Ethical Considerations
This study was approved by the Ethics Committee of the Beijing Tongren Hospital, Capital Medical University (TRECKY-2019-055-XZ-1) and this research was conducted in accordance with the principles of the Declaration of Helsinki and its later amendments.
Consent to Participate
Written informed consent was obtained from all participants before proceeding with any of the study procedures.
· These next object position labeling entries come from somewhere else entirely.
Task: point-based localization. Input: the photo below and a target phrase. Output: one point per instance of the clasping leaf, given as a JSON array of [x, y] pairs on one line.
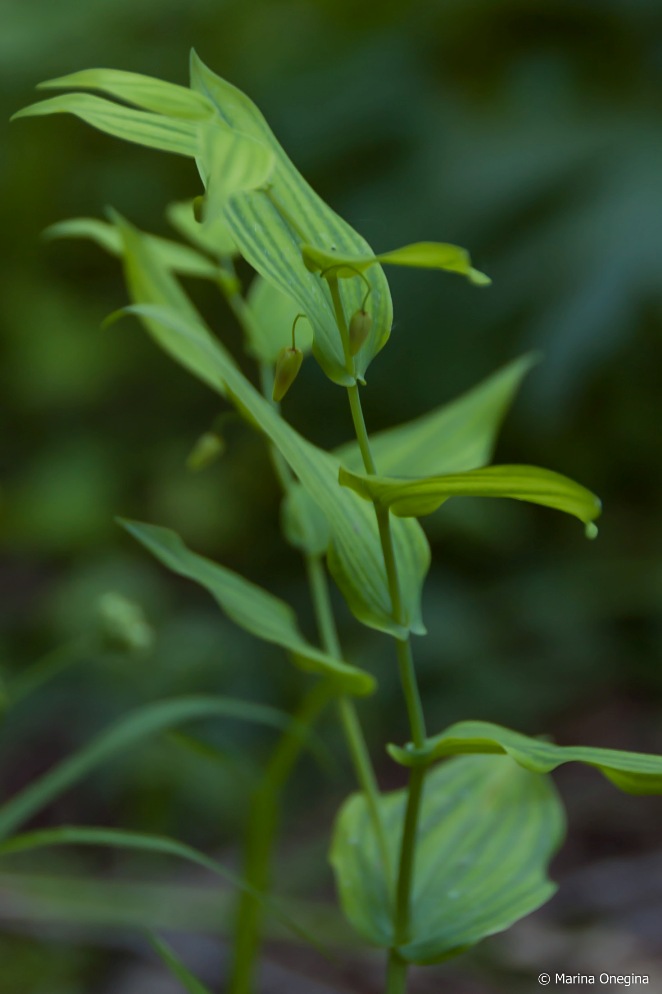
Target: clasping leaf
[[414, 498], [633, 772], [420, 255], [487, 831]]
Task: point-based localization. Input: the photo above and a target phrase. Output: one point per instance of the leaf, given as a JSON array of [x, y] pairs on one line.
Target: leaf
[[166, 134], [178, 969], [487, 831], [421, 255], [270, 227], [451, 439], [248, 605], [633, 772], [148, 281], [214, 238], [305, 527], [273, 314], [123, 735], [355, 557], [143, 842], [172, 255], [145, 92], [231, 163], [413, 498]]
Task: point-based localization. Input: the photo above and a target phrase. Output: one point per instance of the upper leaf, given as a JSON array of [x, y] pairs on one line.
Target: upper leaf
[[486, 833], [633, 772], [143, 91], [271, 225], [451, 439], [248, 605], [168, 134], [214, 238], [420, 255], [414, 498], [179, 258]]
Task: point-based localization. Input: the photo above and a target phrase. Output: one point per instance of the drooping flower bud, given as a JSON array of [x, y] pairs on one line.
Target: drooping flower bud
[[207, 449], [359, 329], [288, 365]]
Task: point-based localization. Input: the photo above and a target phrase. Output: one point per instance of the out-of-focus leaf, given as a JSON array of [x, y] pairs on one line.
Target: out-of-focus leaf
[[166, 134], [270, 226], [177, 968], [248, 605], [179, 258], [149, 282], [274, 314], [304, 525], [421, 255], [143, 842], [125, 734], [633, 772], [145, 92], [355, 557], [452, 439], [413, 498], [486, 834], [207, 449]]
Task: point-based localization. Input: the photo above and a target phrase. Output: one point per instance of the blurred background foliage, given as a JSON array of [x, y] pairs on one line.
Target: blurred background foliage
[[529, 132]]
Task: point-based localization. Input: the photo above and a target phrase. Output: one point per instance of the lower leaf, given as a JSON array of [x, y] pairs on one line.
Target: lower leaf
[[487, 831]]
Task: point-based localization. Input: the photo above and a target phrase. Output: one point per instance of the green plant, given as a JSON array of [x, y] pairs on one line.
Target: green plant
[[462, 852]]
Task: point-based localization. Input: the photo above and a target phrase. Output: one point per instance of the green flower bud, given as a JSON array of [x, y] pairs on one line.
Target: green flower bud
[[198, 209], [359, 329], [288, 365], [206, 450], [123, 625]]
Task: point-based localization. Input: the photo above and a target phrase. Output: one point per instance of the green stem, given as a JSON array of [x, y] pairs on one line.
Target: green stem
[[397, 968], [263, 824], [356, 744], [396, 976], [264, 814]]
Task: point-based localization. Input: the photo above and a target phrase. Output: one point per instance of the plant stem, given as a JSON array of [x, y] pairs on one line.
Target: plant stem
[[397, 968], [265, 809], [356, 744], [261, 832]]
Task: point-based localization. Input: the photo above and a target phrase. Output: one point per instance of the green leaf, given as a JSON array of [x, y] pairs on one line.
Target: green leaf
[[273, 314], [122, 736], [413, 498], [143, 91], [451, 439], [305, 527], [150, 282], [166, 134], [248, 605], [143, 842], [633, 772], [421, 255], [214, 238], [178, 969], [355, 556], [172, 255], [271, 225], [487, 831]]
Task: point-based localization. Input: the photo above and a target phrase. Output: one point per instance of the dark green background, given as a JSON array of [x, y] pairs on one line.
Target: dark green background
[[531, 132]]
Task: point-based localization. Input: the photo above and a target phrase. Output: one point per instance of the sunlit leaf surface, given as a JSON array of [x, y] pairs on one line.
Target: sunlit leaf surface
[[487, 832]]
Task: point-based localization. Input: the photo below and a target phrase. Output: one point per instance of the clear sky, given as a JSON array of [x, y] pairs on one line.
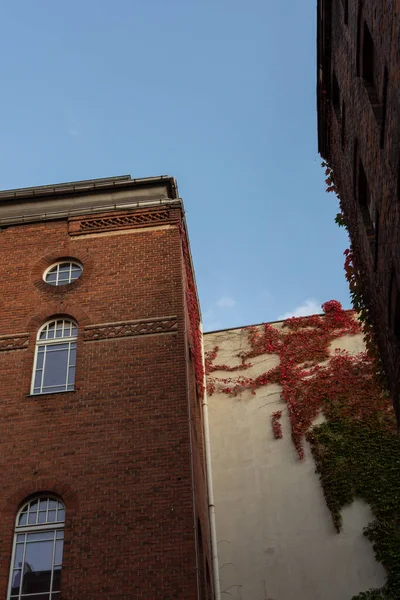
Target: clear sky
[[217, 93]]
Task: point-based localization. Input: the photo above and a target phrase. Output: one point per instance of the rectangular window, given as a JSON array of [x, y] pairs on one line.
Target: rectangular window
[[343, 128], [368, 73], [335, 95], [394, 306], [384, 107], [359, 14], [368, 57], [368, 209]]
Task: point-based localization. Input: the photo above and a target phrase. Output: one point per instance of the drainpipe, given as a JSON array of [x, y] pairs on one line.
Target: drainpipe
[[211, 505]]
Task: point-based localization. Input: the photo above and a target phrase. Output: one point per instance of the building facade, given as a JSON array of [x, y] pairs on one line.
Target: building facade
[[358, 95], [289, 418], [103, 488]]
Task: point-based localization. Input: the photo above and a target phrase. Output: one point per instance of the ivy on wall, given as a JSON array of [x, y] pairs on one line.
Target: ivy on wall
[[356, 449]]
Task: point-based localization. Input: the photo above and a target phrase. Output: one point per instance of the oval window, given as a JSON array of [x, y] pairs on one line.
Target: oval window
[[62, 273]]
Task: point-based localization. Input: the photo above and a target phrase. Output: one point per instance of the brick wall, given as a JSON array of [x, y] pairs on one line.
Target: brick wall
[[377, 135], [117, 449]]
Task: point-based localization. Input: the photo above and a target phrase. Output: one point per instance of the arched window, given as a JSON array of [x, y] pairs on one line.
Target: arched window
[[37, 553], [62, 273], [55, 357]]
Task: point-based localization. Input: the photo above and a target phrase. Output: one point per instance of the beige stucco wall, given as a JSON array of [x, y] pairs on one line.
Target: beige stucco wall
[[275, 535]]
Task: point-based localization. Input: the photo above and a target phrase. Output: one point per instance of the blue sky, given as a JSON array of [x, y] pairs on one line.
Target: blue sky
[[218, 93]]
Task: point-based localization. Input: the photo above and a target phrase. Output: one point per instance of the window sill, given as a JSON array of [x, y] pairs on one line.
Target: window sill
[[50, 393]]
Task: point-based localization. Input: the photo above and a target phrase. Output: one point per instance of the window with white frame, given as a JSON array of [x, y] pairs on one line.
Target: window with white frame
[[37, 552], [62, 273], [55, 357]]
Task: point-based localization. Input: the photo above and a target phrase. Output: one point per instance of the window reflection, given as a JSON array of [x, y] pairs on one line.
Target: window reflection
[[55, 357], [36, 571]]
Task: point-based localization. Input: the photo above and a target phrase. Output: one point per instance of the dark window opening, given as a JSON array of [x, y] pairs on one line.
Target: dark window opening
[[394, 306], [343, 129], [335, 95], [384, 103], [368, 208], [368, 57], [398, 183], [355, 164], [358, 38], [376, 249], [368, 73]]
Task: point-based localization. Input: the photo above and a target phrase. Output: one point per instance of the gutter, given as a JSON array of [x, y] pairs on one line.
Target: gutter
[[211, 504]]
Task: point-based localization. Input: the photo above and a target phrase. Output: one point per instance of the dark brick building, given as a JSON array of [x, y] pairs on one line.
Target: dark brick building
[[101, 437], [358, 92]]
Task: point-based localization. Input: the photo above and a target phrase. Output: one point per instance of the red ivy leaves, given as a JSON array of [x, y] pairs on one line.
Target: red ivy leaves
[[276, 426], [343, 387], [195, 337]]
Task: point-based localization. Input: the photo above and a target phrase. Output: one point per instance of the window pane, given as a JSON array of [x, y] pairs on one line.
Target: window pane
[[19, 553], [40, 536], [61, 515], [16, 581], [37, 567], [71, 376], [58, 554], [38, 381], [22, 519], [55, 372], [56, 579], [32, 518], [40, 357]]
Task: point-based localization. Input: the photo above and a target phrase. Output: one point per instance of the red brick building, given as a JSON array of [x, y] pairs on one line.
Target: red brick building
[[101, 439], [358, 94]]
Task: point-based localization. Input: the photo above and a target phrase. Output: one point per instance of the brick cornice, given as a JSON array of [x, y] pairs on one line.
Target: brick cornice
[[18, 341], [124, 220], [121, 329]]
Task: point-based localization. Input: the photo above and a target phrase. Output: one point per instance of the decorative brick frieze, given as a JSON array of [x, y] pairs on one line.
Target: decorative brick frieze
[[115, 221], [14, 342], [130, 328]]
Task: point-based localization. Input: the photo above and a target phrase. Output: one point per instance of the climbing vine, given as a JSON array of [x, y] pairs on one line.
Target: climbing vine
[[356, 449], [355, 280], [192, 306]]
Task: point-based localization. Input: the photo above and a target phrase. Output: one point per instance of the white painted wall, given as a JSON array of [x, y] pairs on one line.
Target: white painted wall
[[275, 534]]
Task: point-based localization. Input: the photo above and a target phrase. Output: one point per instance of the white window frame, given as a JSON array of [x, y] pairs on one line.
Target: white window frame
[[72, 264], [35, 528], [47, 342]]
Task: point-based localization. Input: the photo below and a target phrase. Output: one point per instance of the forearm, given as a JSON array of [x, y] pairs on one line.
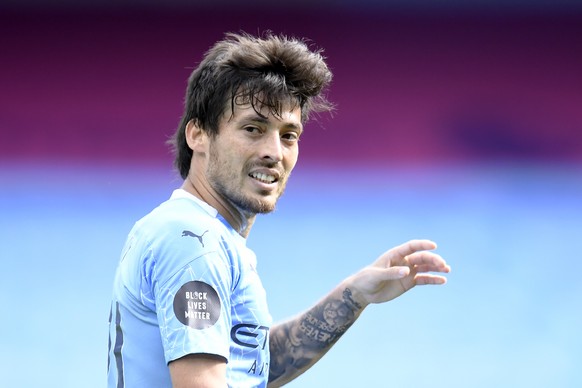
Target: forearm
[[299, 343]]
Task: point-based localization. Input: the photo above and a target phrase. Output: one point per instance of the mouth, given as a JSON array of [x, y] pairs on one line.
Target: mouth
[[263, 178]]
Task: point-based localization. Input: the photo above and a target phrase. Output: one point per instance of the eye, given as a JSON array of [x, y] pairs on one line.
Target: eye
[[253, 130], [290, 137]]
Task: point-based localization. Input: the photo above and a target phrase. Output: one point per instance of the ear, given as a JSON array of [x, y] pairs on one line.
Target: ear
[[196, 138]]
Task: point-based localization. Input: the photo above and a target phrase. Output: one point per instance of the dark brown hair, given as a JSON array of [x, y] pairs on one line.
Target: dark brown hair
[[263, 71]]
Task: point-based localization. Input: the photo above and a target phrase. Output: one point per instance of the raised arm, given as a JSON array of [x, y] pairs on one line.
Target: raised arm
[[299, 343]]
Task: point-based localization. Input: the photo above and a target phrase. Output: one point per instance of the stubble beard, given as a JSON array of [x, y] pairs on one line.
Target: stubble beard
[[221, 177]]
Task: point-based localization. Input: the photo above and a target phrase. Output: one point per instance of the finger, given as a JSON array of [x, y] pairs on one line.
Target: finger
[[393, 273], [430, 268], [414, 246], [426, 258], [424, 279]]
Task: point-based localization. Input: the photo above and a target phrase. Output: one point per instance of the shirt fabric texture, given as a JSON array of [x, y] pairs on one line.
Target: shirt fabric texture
[[186, 283]]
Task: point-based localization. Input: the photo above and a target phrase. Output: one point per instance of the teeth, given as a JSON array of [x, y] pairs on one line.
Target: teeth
[[263, 177]]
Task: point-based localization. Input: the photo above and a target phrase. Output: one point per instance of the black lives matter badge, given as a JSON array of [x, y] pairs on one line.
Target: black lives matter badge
[[197, 305]]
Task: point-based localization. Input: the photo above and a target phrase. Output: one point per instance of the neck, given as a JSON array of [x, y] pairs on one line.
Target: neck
[[239, 220]]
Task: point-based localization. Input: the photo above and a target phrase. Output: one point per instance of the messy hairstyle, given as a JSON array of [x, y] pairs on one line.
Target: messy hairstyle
[[265, 72]]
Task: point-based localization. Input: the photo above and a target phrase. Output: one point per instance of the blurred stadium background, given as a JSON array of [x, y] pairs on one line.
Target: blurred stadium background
[[458, 121]]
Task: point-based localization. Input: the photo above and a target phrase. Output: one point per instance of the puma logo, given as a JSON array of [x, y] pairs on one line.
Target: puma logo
[[188, 233]]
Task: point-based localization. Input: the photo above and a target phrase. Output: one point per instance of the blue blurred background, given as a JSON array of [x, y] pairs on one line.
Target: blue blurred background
[[458, 121]]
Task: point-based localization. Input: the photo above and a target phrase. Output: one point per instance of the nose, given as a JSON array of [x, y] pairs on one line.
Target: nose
[[272, 149]]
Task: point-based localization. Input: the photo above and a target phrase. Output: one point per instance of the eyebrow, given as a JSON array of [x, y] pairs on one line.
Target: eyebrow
[[264, 120]]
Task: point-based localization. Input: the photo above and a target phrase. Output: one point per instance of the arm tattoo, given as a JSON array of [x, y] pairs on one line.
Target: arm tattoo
[[299, 343]]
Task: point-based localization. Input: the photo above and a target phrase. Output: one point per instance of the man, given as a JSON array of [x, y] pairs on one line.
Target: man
[[188, 306]]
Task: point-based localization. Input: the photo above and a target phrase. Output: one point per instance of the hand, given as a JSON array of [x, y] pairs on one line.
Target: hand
[[397, 271]]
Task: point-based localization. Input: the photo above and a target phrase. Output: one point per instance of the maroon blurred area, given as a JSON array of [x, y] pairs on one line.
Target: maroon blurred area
[[108, 85]]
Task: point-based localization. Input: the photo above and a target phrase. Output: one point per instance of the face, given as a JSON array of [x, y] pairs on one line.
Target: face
[[251, 157]]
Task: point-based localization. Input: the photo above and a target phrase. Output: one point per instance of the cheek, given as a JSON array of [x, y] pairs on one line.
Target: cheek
[[291, 158]]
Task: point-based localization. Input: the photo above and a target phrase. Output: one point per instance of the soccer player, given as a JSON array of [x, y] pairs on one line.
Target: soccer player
[[188, 307]]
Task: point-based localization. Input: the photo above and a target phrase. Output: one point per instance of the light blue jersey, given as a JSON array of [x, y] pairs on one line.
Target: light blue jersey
[[186, 284]]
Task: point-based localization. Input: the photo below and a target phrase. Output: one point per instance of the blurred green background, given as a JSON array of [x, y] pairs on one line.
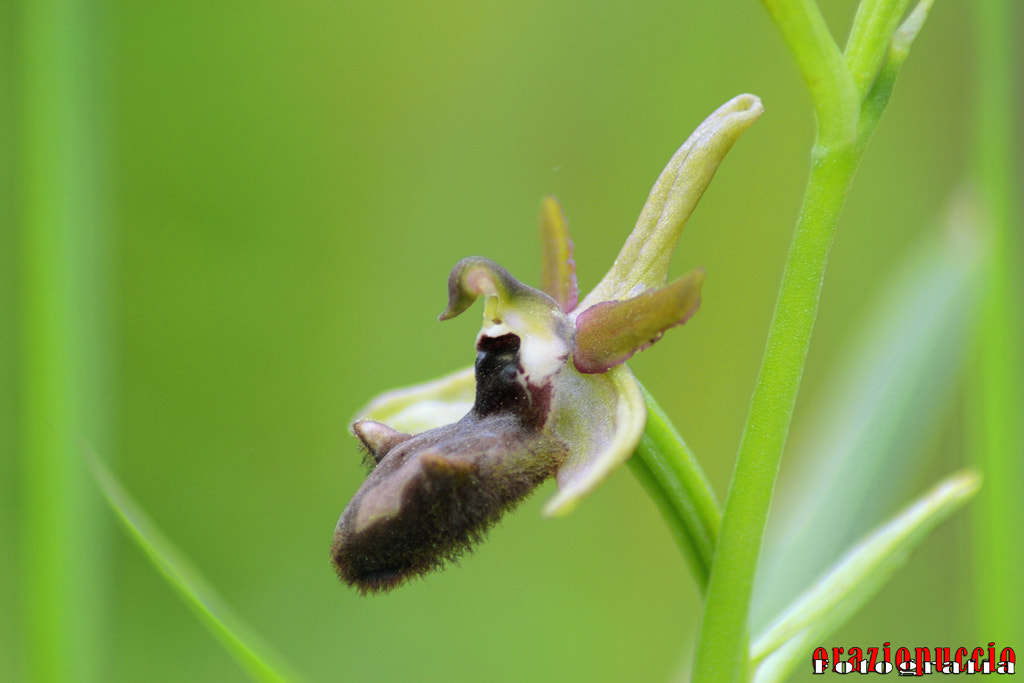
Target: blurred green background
[[281, 190]]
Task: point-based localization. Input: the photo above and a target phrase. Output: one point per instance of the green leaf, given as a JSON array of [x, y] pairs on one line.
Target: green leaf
[[856, 578], [865, 435], [247, 648], [672, 476]]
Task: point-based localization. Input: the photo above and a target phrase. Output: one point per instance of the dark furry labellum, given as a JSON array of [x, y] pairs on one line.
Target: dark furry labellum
[[430, 497]]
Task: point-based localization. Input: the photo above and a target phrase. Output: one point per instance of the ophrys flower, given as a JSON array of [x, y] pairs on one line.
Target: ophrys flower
[[549, 394]]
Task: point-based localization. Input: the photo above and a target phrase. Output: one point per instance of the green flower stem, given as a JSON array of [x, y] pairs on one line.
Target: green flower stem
[[721, 655], [998, 442], [845, 122], [670, 473], [837, 100], [869, 38], [59, 326]]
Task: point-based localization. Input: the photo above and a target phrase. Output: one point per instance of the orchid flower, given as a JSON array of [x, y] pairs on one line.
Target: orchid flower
[[549, 394]]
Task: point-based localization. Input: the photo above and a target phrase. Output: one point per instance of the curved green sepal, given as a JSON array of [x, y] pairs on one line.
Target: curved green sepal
[[557, 267], [643, 261]]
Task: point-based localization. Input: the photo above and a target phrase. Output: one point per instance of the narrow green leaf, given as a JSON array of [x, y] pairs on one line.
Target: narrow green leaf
[[670, 473], [247, 648], [856, 578], [887, 400]]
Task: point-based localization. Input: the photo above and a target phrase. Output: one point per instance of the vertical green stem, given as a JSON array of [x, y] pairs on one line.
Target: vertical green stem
[[998, 437], [722, 653], [56, 343]]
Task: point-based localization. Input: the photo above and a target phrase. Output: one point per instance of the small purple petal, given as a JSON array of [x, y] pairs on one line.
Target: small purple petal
[[610, 332]]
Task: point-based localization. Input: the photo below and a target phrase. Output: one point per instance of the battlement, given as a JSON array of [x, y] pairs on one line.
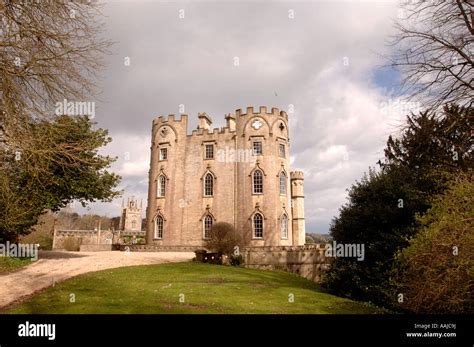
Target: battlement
[[297, 175], [211, 132], [170, 118], [262, 110]]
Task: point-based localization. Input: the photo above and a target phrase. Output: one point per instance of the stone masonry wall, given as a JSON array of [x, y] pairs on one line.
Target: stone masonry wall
[[308, 261]]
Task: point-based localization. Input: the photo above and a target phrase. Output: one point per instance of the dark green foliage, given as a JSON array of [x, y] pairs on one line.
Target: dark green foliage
[[383, 206], [435, 273], [236, 260]]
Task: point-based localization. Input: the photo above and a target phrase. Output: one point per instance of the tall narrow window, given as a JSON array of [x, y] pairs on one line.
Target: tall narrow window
[[258, 226], [257, 182], [257, 148], [282, 183], [284, 227], [163, 153], [159, 227], [207, 226], [161, 186], [208, 185], [282, 151], [209, 152]]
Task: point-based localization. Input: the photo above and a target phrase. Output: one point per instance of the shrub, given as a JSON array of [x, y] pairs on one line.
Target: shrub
[[72, 243], [435, 272], [236, 260]]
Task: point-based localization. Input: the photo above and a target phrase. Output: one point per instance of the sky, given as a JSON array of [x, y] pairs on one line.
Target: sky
[[322, 59]]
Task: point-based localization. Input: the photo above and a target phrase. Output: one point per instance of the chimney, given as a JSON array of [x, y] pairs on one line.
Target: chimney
[[230, 118], [205, 121]]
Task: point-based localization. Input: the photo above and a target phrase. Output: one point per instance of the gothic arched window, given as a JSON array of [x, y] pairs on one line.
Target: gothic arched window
[[207, 224], [208, 185], [284, 226], [161, 186], [257, 182], [159, 227], [282, 183], [258, 226]]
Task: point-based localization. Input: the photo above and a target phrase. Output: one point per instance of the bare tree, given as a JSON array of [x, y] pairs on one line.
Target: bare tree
[[435, 51], [49, 51]]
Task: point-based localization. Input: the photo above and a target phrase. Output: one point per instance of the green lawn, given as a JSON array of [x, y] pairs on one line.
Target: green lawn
[[9, 264], [188, 288]]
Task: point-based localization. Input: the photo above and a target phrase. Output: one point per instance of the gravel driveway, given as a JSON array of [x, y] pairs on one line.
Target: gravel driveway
[[57, 266]]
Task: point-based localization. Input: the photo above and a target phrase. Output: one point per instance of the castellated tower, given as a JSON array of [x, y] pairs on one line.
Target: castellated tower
[[131, 216], [238, 174]]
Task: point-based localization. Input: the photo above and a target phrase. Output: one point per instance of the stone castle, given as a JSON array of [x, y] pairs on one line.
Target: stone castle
[[131, 215], [238, 174]]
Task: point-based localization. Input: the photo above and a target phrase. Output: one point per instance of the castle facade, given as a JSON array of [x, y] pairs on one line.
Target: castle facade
[[239, 174]]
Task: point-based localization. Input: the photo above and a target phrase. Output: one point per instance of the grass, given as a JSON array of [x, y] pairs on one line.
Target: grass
[[202, 288], [9, 264]]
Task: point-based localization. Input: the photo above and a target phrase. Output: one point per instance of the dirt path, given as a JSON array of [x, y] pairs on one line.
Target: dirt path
[[54, 266]]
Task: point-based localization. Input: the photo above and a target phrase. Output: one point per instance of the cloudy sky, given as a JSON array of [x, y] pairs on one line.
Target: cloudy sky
[[322, 57]]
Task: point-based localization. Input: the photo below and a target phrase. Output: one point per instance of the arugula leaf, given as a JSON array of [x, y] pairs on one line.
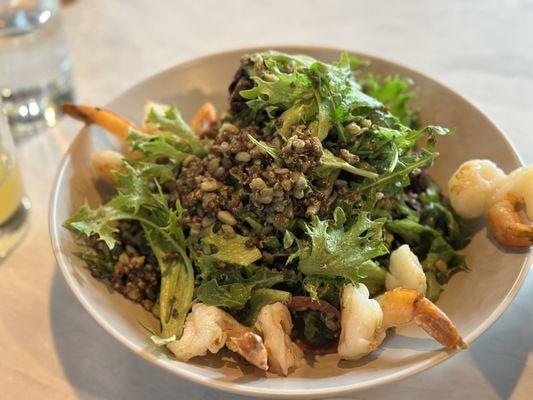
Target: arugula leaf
[[232, 250], [233, 295], [271, 151], [330, 163], [177, 281], [339, 252], [162, 172], [314, 327], [157, 146], [261, 298], [395, 93], [161, 225], [323, 287], [236, 290], [373, 277], [168, 119]]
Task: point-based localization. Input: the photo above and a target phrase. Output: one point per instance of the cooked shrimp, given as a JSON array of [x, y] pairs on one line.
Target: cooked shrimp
[[204, 118], [361, 319], [108, 120], [105, 162], [275, 324], [471, 185], [405, 271], [518, 183], [401, 306], [506, 225], [208, 328]]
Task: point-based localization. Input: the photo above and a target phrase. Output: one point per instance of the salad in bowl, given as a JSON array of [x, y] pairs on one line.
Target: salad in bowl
[[300, 220]]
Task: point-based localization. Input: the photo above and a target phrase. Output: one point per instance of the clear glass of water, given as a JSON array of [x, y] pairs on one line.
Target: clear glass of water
[[34, 64], [14, 205]]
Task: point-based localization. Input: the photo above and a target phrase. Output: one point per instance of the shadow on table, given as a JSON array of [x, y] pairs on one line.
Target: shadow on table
[[503, 353], [98, 366]]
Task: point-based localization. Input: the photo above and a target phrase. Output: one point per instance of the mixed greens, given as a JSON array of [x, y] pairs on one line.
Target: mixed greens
[[315, 174]]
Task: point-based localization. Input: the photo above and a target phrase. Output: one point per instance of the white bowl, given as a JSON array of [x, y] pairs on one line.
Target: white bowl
[[473, 300]]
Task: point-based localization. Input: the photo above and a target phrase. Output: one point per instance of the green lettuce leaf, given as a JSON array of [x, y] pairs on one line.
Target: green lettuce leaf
[[232, 250], [330, 163], [168, 119], [261, 298], [336, 251], [162, 228]]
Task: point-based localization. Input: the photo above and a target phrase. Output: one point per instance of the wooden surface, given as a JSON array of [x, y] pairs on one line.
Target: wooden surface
[[50, 348]]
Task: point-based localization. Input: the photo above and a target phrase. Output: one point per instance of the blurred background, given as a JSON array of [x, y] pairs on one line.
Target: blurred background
[[92, 50]]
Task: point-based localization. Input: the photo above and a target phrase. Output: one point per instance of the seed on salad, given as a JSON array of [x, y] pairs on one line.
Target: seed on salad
[[257, 184], [291, 65], [228, 230], [229, 128], [242, 156], [312, 210], [300, 182], [266, 199], [219, 173], [353, 128], [270, 77], [226, 217], [207, 221], [188, 160], [299, 193], [213, 164], [286, 184], [297, 144], [267, 257], [209, 185], [441, 265], [349, 157]]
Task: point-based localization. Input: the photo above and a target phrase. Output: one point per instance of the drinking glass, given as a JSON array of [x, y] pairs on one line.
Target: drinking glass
[[14, 205], [34, 64]]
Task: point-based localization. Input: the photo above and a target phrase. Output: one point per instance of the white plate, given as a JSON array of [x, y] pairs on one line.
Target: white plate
[[472, 300]]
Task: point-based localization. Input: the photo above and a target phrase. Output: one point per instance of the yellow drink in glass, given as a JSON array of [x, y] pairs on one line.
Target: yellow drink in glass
[[11, 191]]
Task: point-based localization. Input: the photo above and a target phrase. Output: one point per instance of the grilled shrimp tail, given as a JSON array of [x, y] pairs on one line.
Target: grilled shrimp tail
[[435, 322], [108, 120]]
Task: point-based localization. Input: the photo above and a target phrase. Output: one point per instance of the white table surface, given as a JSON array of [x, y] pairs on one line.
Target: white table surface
[[50, 348]]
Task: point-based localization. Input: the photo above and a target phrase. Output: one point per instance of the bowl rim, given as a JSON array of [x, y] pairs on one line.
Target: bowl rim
[[236, 387]]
In cases where participants were younger than 18 years old, written consent was also obtained from their parents.
Funding
The authors disclosed receipt of the following financial support for the research, authorship, and/or publication of this article: This work was supported by the National Natural Science Foundation of China [Grant number 82471161 and 81870716 (PI: Yongxin Li)], National Key R&D Program of China [Grant number 2022YFC2402705 (PI: Yongxin Li)], the Beijing Natural Science Foundation [Grant number 7212015 (PI: Yongxin Li)], the Capital Medical University Natural Science Foundation [Grant number PYZ23106 (PI: Jingyuan Chen)] and Beijing Tongren Hospital [Grant number 2021-YJJ-ZZL-038 (PI: Biao Chen) and 2022-YJJ-ZZL-035 (PI: Jingyuan Chen)].
Declaration Of Conflicting Interests
The authors declared no potential conflicts of interest with respect to the research, authorship, and/or publication of this article.
Data Availability Statement
De-identified raw data are available upon request.